Il a nommé l'ancien ambassadeur de la France à Berlin puis à Moscou, Philippe Etienne, au poste influent de conseiller diplomatique de l'Elysée. Ceci souligne l'importance attachée à la crise en Europe où, comme Hollande l'a avoué après la décision de l'OTAN de renverser un gouvernement prorusse par un putsch fasciste en Ukraine, il y a le risque une « guerre totale » avec la Russie, la seconde puissance nucléaire. Cependant, Macron propose une escalade militaire majeure, pour augmenter l'effort de défense de la France à 2 pour cent du PIB et rétablir le service militaire.

Le déroulement de l'investiture de Macron confirme la justesse de la politique adoptée par le Parti de l'égalité socialiste (PES), qui a appelé à un boycott actif du second tour entre Macron et Le Pen.

Le PES a insisté que la question essentielle était d'élaborer une perspective révolutionnaire indépendante pour les travailleurs, pour préparer les luttes qui allaient faire éruption après l'élection.

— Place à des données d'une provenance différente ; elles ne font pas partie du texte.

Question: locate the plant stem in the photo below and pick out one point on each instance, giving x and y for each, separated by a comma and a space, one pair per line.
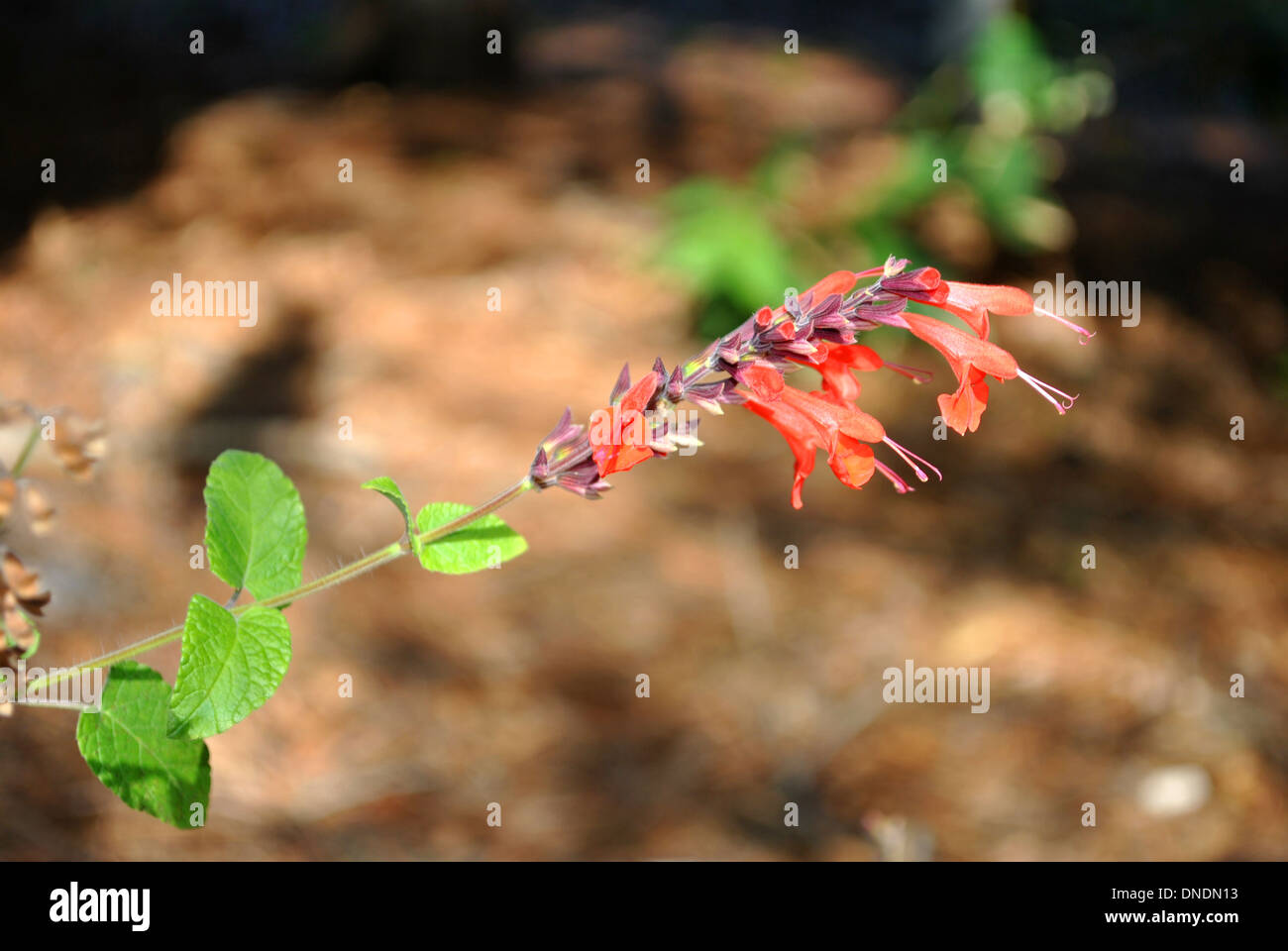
21, 463
340, 575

Il n'a pas cédé à ceux qui utilisaient le danger mortel posé par Le Pen pour justifier de s'aligner sur Macron, dont la politique autoritaire et militariste pose également des dangers mortels aux travailleurs.

La perspective du PES contrastait avec l'orientation parlementaire et le soutien à peine déguisé pour Macron de forces dont la France insoumise de Jean-Luc Mélenchon et le Nouveau parti anticapitaliste. Aujourd'hui, alors que Macron et les médias travaillent ensemble pour pourrir l'atmosphère politique, la banqueroute de leur décision de s'adapter aux mesonges médiatiques selon lesquels on pouvait défendre Macron en tant que moindre mal face à Le Pen est démasquée.

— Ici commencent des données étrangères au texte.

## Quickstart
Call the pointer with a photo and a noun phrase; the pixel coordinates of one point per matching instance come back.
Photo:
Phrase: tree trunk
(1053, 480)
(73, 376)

Ce qui se prépare en France et à l'international est une collision de dimension révolutionnaire entre la classe ouvrière et une classe dirigeante décidée à imposer la guerre et la dictature. 4 millions d'électeurs ont voté blanc ou nul en France par opposition aux deux candidats, et 70 pour cent de la population s'est opposée à la loi travail du PS quand Hollande l'a imposée face à des manifestations de masse l'année dernière. La question critique à présent est la construction d'une avant-garde révolutionnaire autour du PES dans la classe ouvrière pour lutter contre la dictature, la guerre, et le capitalisme.